In this special guest feature from Scientific Computing World, Robert Roe explains how OpenCL may make FPGAs an attractive option.
In January 2015, FPGAs took a step closer to the mainstream of high-performance computing with the announcement that Xilinx’s development environment for systems and software engineers, SDAccel, had been certified as conforming to the OpenCL standard for parallel programming of heterogeneous systems.
Over the past few years, high-performance computing (HPC) has become used to heterogeneous hardware, principally mixing GPUs and CPUs, but now, with both major FPGA manufacturers in conformance with the OpenCL standard, the door is effectively open for the wider use of FPGAs in high-performance computing.
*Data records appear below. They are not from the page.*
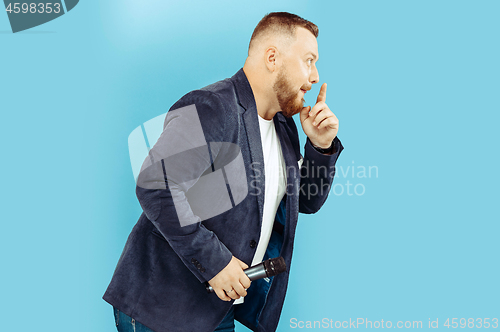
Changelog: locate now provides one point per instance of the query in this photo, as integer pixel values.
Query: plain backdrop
(415, 85)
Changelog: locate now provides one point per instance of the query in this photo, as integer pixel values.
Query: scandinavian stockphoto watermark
(25, 15)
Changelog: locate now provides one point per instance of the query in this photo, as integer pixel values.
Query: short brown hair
(282, 22)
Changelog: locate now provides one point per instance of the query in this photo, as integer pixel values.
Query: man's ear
(272, 59)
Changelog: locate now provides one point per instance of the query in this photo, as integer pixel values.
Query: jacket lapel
(251, 122)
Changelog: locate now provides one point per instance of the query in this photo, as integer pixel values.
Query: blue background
(415, 85)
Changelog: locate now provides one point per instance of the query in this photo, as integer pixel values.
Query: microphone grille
(275, 266)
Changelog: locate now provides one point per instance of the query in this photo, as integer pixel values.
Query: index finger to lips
(322, 94)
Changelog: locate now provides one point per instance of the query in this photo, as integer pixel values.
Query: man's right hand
(231, 282)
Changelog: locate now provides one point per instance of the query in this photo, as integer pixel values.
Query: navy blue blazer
(159, 279)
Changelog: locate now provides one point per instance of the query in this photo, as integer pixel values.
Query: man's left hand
(319, 123)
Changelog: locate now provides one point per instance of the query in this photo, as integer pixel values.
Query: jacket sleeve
(316, 176)
(182, 155)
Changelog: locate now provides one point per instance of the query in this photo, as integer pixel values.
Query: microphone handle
(253, 273)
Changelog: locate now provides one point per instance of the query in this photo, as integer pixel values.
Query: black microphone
(268, 268)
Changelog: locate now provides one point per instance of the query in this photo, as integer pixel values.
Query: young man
(242, 129)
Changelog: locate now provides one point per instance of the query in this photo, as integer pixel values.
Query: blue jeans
(125, 323)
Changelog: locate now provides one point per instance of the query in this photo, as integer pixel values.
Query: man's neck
(267, 106)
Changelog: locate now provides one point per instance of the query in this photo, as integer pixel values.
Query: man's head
(282, 59)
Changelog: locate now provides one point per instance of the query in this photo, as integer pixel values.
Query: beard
(287, 96)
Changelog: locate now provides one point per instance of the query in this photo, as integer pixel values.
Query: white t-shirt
(275, 185)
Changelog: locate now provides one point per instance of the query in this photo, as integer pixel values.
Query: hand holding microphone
(268, 268)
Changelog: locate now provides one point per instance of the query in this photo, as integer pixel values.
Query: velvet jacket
(160, 276)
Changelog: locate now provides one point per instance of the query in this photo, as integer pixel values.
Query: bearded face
(288, 97)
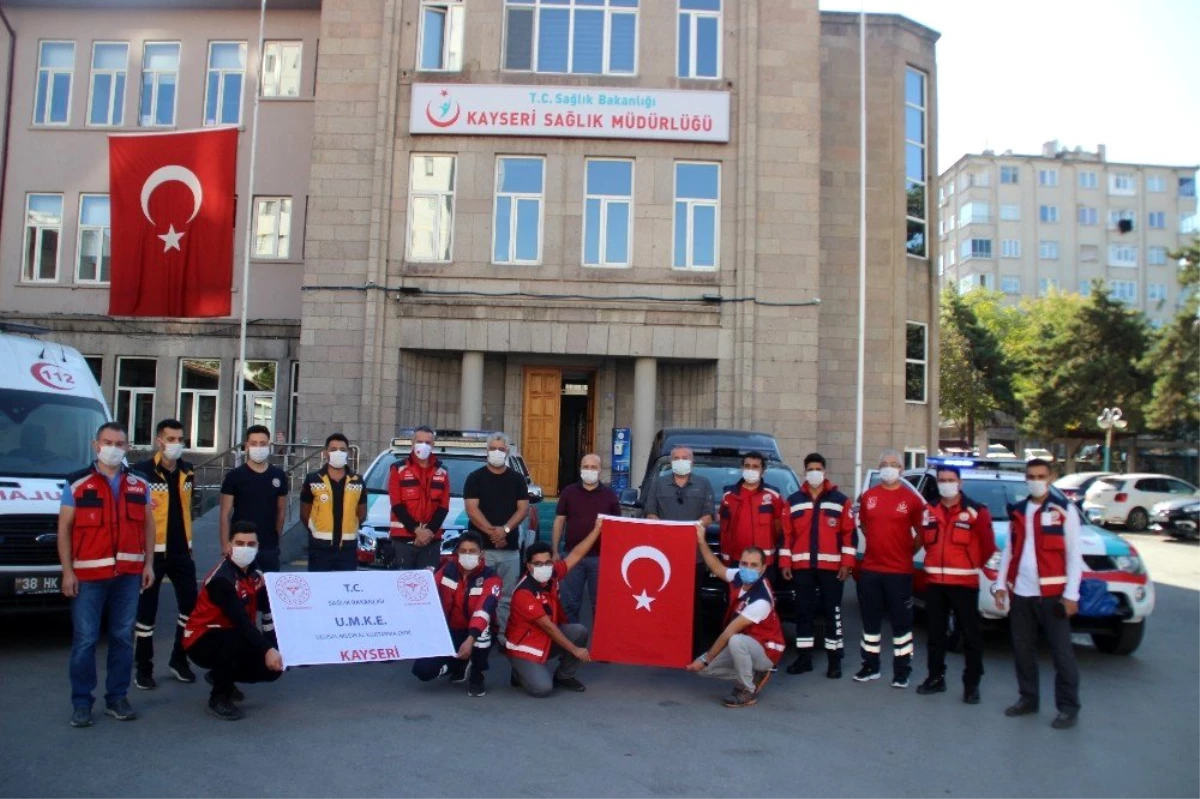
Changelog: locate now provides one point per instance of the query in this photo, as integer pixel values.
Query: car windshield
(46, 436)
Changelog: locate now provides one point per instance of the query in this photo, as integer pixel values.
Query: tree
(977, 377)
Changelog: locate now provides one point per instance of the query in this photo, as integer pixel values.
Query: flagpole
(240, 368)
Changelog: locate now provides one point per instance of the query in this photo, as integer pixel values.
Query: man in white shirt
(1042, 584)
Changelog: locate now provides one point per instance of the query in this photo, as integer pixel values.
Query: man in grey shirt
(681, 496)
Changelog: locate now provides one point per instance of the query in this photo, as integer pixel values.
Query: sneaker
(121, 710)
(865, 674)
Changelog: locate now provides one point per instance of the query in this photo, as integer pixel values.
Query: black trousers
(232, 659)
(1025, 616)
(881, 593)
(181, 572)
(964, 601)
(807, 583)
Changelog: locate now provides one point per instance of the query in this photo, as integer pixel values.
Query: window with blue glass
(607, 212)
(227, 74)
(700, 38)
(571, 36)
(697, 215)
(55, 68)
(516, 224)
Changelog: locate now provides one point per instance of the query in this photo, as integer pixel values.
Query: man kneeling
(222, 632)
(469, 592)
(753, 641)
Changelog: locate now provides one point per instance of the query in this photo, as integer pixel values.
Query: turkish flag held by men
(646, 596)
(172, 198)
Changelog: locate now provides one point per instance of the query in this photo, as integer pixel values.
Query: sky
(1015, 73)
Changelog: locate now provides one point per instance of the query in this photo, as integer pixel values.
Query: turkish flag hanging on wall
(646, 596)
(172, 198)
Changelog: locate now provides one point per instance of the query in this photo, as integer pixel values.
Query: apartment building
(1025, 224)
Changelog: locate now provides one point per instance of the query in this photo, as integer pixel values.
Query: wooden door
(540, 419)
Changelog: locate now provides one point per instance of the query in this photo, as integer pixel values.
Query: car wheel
(1123, 642)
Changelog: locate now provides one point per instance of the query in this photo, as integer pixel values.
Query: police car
(459, 452)
(1117, 595)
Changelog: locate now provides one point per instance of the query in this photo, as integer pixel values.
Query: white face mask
(243, 557)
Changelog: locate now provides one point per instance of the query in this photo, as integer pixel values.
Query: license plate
(36, 584)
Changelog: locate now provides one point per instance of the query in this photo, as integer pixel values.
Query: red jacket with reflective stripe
(959, 541)
(108, 535)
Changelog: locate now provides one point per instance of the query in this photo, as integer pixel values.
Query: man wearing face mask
(579, 506)
(419, 491)
(959, 540)
(469, 592)
(753, 641)
(889, 514)
(106, 542)
(222, 634)
(1039, 577)
(171, 499)
(333, 505)
(820, 546)
(256, 492)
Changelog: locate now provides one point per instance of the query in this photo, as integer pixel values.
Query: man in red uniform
(959, 540)
(419, 491)
(469, 592)
(537, 629)
(819, 552)
(751, 514)
(888, 516)
(222, 632)
(753, 641)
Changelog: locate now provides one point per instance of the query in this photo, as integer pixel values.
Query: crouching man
(753, 641)
(222, 632)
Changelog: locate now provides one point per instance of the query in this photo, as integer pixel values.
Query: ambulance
(49, 409)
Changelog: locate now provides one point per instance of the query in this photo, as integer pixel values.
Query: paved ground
(372, 728)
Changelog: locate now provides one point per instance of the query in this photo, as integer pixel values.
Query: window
(520, 194)
(136, 379)
(106, 100)
(281, 68)
(160, 77)
(55, 67)
(915, 161)
(442, 28)
(43, 228)
(273, 227)
(700, 38)
(199, 388)
(916, 362)
(227, 73)
(697, 215)
(1122, 256)
(94, 248)
(607, 212)
(431, 208)
(575, 36)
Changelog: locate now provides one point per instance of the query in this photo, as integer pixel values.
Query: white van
(49, 409)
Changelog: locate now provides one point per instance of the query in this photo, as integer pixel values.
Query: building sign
(569, 112)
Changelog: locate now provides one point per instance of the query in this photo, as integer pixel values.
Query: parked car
(1126, 499)
(1108, 558)
(1177, 517)
(460, 452)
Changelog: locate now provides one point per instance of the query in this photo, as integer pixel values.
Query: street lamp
(1109, 420)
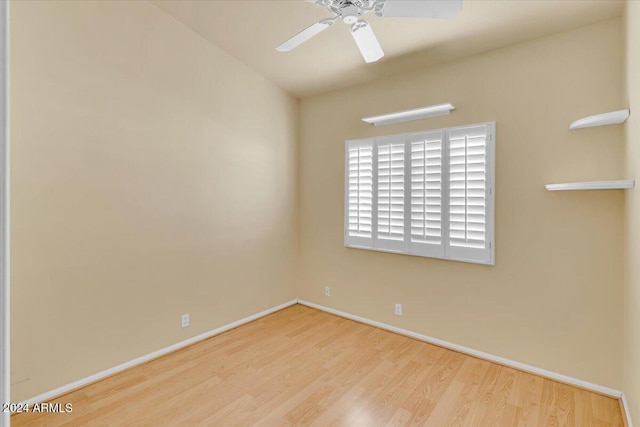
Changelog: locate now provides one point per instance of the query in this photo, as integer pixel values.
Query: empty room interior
(331, 212)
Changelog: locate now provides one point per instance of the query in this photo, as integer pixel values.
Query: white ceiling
(251, 29)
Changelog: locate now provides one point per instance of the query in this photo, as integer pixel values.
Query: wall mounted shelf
(592, 185)
(612, 118)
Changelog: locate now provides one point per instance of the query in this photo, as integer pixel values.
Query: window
(428, 193)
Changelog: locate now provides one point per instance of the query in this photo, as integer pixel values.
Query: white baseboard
(475, 353)
(625, 406)
(142, 359)
(455, 347)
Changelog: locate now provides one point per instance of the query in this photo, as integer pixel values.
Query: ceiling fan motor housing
(349, 13)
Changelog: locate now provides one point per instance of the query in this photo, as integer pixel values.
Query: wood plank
(301, 366)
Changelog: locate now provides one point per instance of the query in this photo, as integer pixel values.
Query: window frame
(444, 250)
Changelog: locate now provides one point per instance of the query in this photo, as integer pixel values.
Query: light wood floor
(300, 366)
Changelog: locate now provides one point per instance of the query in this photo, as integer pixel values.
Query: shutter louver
(360, 195)
(426, 190)
(390, 192)
(468, 187)
(426, 194)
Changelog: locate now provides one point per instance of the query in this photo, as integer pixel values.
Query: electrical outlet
(398, 309)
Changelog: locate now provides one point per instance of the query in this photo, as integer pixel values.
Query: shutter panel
(390, 194)
(426, 194)
(468, 237)
(359, 193)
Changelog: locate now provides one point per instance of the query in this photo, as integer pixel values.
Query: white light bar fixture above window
(408, 115)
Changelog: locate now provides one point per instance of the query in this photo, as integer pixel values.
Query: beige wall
(152, 175)
(632, 214)
(554, 297)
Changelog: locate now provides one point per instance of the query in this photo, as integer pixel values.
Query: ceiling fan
(350, 11)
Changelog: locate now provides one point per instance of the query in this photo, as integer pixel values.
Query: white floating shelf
(592, 185)
(612, 118)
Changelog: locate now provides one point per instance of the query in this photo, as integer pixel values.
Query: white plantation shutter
(426, 194)
(469, 195)
(359, 197)
(390, 194)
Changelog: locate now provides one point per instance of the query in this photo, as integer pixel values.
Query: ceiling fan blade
(305, 35)
(366, 41)
(444, 9)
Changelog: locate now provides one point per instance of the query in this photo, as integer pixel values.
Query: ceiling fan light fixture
(366, 41)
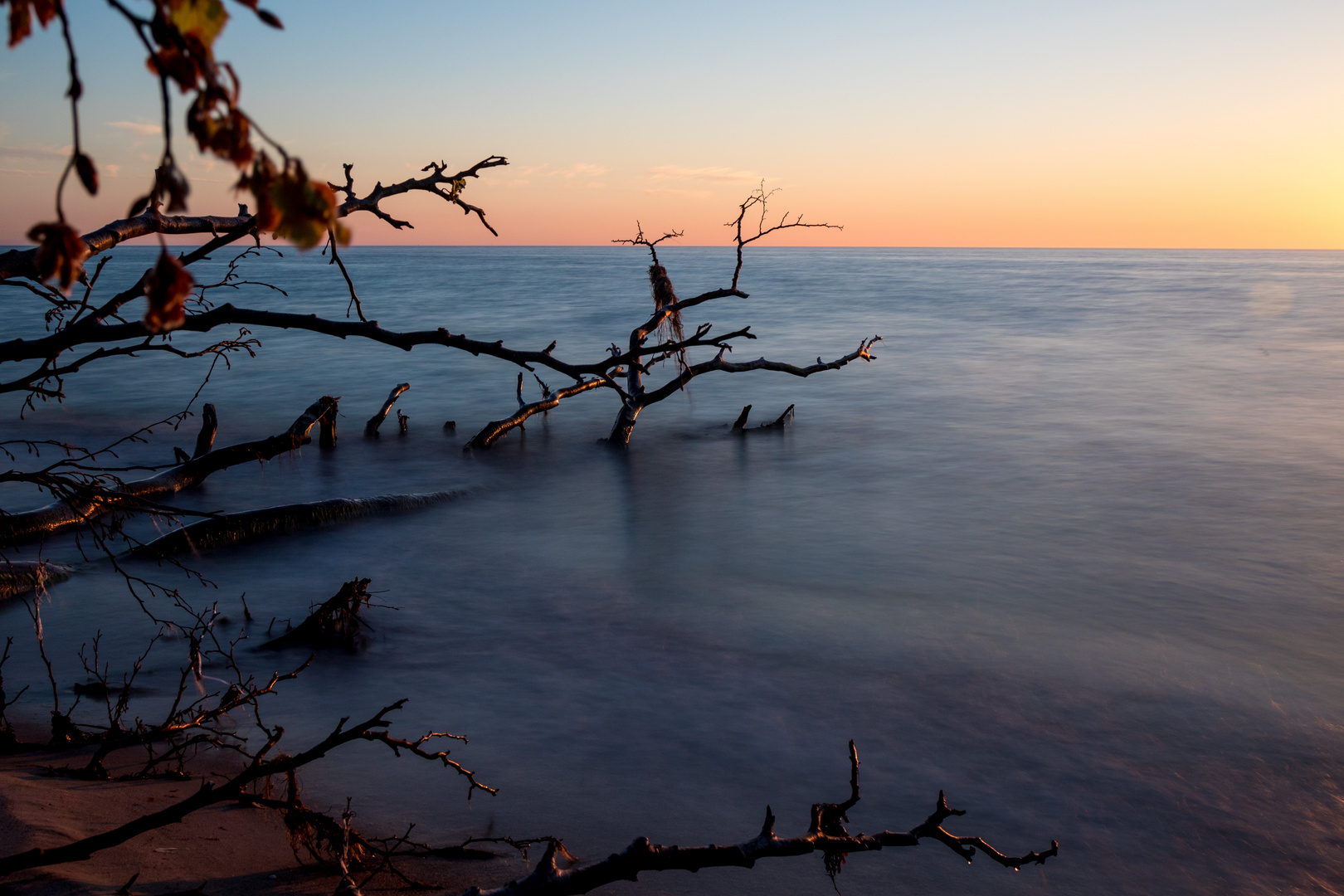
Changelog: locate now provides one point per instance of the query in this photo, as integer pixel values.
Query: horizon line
(672, 246)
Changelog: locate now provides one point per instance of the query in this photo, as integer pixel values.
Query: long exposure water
(1071, 550)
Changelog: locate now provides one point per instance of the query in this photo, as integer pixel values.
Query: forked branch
(825, 835)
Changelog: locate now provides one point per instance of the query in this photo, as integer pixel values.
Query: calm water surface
(1071, 550)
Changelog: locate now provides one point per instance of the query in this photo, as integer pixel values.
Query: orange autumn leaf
(199, 19)
(61, 253)
(167, 288)
(88, 173)
(292, 206)
(22, 14)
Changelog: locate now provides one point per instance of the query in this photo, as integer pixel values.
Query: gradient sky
(967, 123)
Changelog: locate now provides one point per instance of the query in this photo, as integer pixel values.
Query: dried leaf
(167, 288)
(21, 17)
(88, 173)
(199, 19)
(292, 206)
(221, 128)
(169, 182)
(61, 253)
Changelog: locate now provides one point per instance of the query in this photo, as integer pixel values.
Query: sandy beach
(236, 850)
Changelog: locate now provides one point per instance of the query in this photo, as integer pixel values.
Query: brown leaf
(169, 182)
(88, 173)
(21, 17)
(292, 206)
(167, 288)
(61, 253)
(219, 127)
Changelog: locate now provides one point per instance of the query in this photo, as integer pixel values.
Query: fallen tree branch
(374, 422)
(23, 262)
(234, 528)
(88, 504)
(21, 577)
(494, 430)
(825, 835)
(233, 790)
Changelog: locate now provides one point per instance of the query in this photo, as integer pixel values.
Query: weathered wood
(284, 519)
(374, 422)
(494, 430)
(208, 425)
(21, 577)
(825, 835)
(143, 494)
(327, 431)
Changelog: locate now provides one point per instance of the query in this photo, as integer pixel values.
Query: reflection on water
(1069, 550)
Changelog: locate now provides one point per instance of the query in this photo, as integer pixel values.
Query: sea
(1069, 550)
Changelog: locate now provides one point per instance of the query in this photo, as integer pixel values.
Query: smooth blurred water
(1070, 550)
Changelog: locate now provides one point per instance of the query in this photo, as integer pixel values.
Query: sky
(965, 123)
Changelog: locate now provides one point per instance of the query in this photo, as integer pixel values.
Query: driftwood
(327, 427)
(494, 430)
(140, 494)
(234, 790)
(234, 528)
(335, 622)
(208, 425)
(825, 835)
(374, 422)
(21, 577)
(739, 425)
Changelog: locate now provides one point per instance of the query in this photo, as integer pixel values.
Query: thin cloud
(136, 128)
(578, 169)
(583, 169)
(713, 175)
(672, 191)
(34, 152)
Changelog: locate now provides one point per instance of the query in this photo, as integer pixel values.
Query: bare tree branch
(825, 835)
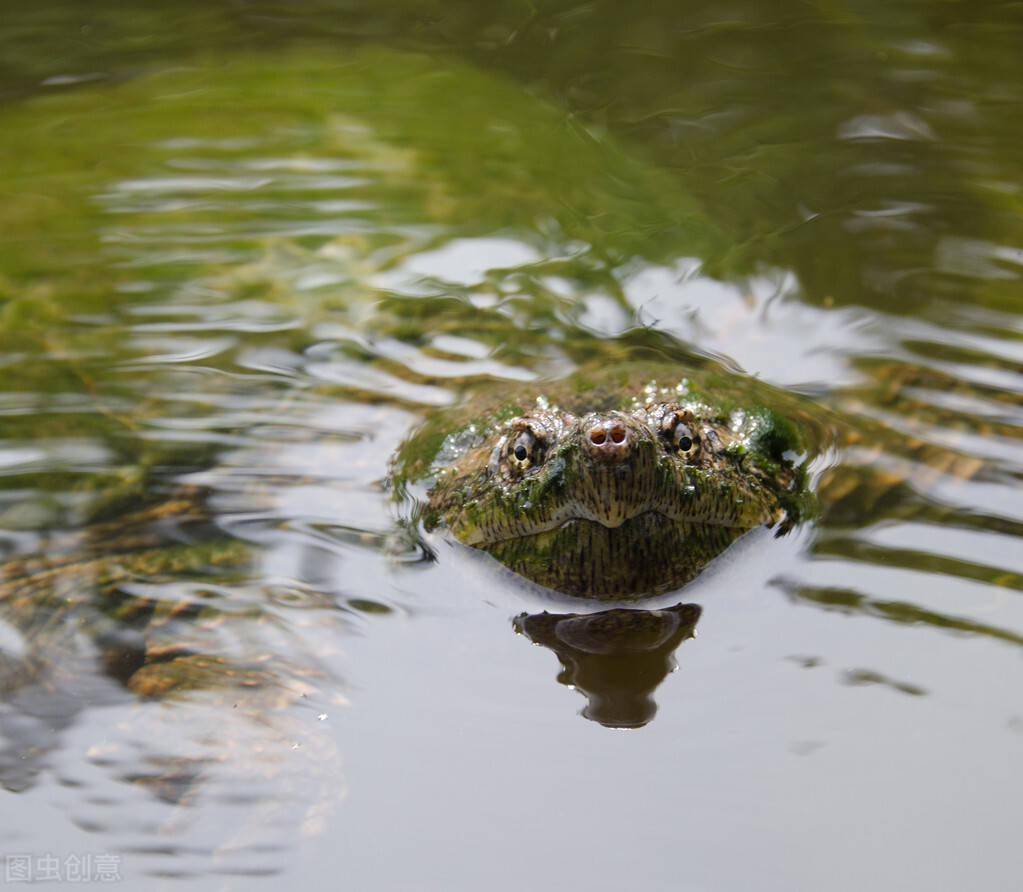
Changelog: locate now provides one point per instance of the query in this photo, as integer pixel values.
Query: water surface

The changing landscape of HPC, with the move towards data-centric computing, could favour FPGAs with very high I/O throughput. However, it remains to be seen if FPGAs will be used as an accelerator or if supercomputers might be built using FPGA as the main processor technology.
One of the attractions of FPGAs is that they consume very little power but, as with GPUs initially, the barrier to adoption has been the difficulty of programming them. Manufacturers and vendors are now releasing compilers that will optimise code written in C and C++ to make use of the flexible nature of FPGA architecture.
Easier to program
Mike Strickland, director of the computer and storage business unit at Altera said: “The problem was that we did not have the ease of use, we did not have a software-friendly interface back in 2008. The huge enabler here has been OpenCL.”
Larry Getman, VP of strategic marketing and planning at Xilinx said: ‘When FPGAs first started they could do very basic things such as Boolean algebra and it was really used for glue logic. Over the years, FPGAs have really advanced and evolved with more hardened structures which are much more specialised.’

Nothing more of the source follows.